My Early Experiences with MID Treatment: My exposure to Minimally Invasive Dentistry began before entering dental school. In 1977, thanks to my father, Dr. Leonard L. Portnoy, I was fortunate to get an opportunity to be employed by one of the pioneer manufacturers of bonded dental fillings for Minimally Invasive Dentistry. The owner of that dental materials manufacturing company was Dr. Henry Lee, a former polymer chemist with NASA. After establishing his own polymer business, he produced one of the original bonded filling materials sold to dentists by “Johnson & Johnson” under the brand name “Adaptic”.

In my job, in the research and development department, I had an opportunity to operate a Scanning Electron Microscope, (SEM), which is used to study the wear and tear on dental restorations. Here are two examples of the amazing images we were able to capture with the SEM.

mid_aScanning Electron Microscope images of (l) enamel, the outside of the tooth, ready for bonding; (r) dentin, the inside of the tooth.

In the past 30 years: We have seen several generations of state-of-the-art bonding materials come into use due to continued research & development.

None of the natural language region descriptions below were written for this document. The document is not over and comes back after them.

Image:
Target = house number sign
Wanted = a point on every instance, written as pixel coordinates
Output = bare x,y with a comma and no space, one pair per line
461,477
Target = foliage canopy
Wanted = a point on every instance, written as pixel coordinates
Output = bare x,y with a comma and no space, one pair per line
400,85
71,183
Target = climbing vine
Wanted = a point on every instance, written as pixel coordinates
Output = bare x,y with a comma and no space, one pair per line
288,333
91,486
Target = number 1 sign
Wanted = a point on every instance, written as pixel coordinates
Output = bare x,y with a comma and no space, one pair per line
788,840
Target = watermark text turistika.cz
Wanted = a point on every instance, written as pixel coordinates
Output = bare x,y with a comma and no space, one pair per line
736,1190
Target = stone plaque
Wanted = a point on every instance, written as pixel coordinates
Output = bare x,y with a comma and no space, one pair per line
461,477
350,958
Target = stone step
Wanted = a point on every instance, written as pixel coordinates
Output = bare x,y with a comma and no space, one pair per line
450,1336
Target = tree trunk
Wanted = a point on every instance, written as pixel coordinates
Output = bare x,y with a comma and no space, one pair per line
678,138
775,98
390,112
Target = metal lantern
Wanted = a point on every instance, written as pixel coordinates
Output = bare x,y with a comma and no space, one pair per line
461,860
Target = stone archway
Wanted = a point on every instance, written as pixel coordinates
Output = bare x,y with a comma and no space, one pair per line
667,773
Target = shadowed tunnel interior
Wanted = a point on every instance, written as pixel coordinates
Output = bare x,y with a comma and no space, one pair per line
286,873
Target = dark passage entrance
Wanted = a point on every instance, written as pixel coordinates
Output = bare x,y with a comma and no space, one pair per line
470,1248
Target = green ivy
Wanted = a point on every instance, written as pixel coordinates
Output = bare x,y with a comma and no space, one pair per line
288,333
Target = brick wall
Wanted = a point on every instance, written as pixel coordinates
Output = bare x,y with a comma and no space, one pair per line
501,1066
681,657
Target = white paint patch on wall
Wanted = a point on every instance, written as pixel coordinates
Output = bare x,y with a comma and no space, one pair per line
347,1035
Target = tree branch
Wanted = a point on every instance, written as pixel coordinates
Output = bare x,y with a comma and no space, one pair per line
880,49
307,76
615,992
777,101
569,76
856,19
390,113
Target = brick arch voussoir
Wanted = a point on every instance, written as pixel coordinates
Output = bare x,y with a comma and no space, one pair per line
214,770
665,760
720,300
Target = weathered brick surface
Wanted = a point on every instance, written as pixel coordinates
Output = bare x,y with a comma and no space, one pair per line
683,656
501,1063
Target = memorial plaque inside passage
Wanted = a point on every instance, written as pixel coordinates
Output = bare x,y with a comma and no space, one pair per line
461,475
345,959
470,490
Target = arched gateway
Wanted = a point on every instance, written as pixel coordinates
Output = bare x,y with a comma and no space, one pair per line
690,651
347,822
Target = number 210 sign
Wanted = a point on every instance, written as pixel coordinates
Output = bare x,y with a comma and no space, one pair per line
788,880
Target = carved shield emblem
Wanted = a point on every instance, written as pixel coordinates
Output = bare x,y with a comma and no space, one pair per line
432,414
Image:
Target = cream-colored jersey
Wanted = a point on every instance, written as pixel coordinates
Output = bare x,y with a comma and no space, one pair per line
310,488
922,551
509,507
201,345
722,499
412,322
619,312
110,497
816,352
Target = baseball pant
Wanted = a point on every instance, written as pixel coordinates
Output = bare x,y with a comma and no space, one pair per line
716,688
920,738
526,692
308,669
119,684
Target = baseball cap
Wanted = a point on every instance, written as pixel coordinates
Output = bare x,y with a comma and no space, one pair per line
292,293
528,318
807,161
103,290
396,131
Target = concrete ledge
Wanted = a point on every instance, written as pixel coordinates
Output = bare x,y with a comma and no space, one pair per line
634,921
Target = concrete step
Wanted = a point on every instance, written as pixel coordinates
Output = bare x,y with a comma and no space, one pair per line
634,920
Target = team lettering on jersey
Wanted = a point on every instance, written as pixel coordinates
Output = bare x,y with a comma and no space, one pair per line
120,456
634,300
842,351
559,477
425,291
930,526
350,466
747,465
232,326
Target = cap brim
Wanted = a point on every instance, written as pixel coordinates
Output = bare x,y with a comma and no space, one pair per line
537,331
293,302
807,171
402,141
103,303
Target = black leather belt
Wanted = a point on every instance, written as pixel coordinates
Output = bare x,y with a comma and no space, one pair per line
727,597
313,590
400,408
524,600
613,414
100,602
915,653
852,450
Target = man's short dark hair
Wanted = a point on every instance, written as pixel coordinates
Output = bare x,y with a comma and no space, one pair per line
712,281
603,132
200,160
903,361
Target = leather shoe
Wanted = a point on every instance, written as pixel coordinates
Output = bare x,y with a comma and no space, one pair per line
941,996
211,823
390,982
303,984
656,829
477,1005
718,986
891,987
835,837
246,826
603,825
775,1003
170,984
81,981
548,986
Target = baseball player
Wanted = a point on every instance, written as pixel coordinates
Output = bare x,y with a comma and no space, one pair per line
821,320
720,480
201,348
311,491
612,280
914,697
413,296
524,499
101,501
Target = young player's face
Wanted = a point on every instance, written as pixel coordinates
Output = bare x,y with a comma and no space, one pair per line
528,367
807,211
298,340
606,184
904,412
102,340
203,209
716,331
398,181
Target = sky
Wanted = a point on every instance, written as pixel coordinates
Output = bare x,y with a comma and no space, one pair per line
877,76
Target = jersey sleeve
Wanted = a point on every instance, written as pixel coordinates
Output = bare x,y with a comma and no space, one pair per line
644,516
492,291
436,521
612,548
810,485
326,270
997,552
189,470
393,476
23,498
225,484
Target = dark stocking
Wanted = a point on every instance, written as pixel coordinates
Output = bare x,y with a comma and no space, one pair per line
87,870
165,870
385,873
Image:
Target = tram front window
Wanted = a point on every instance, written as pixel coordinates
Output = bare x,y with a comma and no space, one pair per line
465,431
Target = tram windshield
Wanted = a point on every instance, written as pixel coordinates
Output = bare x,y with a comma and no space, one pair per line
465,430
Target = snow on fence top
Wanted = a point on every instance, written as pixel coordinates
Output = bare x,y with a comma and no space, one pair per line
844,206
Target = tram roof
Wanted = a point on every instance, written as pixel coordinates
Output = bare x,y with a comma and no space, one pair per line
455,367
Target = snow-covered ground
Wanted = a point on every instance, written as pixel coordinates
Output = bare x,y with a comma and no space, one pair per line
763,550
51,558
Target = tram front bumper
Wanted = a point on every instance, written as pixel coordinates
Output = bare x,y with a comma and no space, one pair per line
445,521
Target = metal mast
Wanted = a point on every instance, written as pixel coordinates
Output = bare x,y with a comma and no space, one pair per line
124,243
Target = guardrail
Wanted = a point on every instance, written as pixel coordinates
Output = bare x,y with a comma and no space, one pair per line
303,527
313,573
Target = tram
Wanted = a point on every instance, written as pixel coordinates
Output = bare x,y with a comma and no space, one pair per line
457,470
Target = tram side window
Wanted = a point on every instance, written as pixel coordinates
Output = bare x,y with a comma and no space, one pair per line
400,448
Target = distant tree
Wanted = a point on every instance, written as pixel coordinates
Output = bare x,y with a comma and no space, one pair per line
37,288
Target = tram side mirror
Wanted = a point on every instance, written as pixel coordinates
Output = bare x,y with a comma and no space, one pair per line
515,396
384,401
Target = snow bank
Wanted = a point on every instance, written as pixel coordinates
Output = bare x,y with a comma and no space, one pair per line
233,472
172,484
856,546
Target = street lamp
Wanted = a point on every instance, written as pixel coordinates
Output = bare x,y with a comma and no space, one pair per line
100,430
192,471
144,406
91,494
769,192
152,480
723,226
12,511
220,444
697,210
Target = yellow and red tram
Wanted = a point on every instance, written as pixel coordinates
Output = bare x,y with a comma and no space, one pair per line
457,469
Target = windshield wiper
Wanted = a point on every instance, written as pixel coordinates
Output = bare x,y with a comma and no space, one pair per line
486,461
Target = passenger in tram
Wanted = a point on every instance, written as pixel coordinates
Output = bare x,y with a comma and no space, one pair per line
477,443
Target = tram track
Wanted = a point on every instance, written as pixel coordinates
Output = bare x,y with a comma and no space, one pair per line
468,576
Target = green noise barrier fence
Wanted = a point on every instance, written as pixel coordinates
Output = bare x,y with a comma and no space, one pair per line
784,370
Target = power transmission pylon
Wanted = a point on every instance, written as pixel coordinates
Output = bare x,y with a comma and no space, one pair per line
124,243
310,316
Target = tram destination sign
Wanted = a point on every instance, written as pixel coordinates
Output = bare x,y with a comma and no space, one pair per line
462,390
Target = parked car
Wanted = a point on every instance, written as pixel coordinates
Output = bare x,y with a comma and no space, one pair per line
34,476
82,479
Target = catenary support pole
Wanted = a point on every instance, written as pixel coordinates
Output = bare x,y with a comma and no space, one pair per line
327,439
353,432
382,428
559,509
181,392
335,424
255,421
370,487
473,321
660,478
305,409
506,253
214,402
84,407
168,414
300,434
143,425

Today we have materials based on nano-molecular bonding that are designed to adhere to the outside enamel of a tooth as well as the dentin.

For those interested in more details of bonding technology, I refer you to an excellent history/state-of-the-art report.

Sample Case 1: Here is a patient who presented with a defective silver filling.

mid_b(l) old filling had open leaky margin causing decay.(r) tooth restored with minimally invasive bonded restoration.
NOTE: color match is not perfect compared to the full crowns on either side, but tooth structure is preserved.

Sometimes a slight gray area can be seen under the minimally invasive bonded fillings. This is usually from a previous silver filling that left a gray shadow in the healthy tooth structure; or from some other dark area within the tooth. Although we could eliminate those esthetic issues with full crowns, (as can be seen on the adjacent teeth), those teeth required a more extensive and costly preparation.

Sample Case 2: Here is a patient who wanted to improve his smile. We developed a minimally invasive treatment plan that conserved his natural tooth and came close to a perfect match with conservative treatment of the adjacent front teeth.

mid_c(l) tooth spaces & front crown with poor color match;
(r) crown replaced to match natural tooth & conservative veneers to close the spaces

Sample Case 3: Here is a patient who lost part of an old silver filling. Because the remainder of the silver filling was in acceptable condition, that good portion was left intact. The part where the filling was lost was replaced with a nano-technology white filling that bonds very effectively to the tooth structure. Minimally drilling was involved. The patient was told that she could always go with a full crown in the future if it becomes necessary.


Intra-oral, close up camera: Part of the ability to successfully perform minimally invasive dentistry is to have excellent, close-up visualization of the tooth. Over the past several years, I have developed an intra-oral dental camera to help in the diagnosis and treatment of your dental problems.

mid_d(l) sterilizable dental camera (developed by Dr. Portnoy); (r) example of the magnification achievable.

Conclusion: Bonding can produce effective restorations of the tooth while preserving tooth structure. In most cases, these restorations can be satisfying treatment option.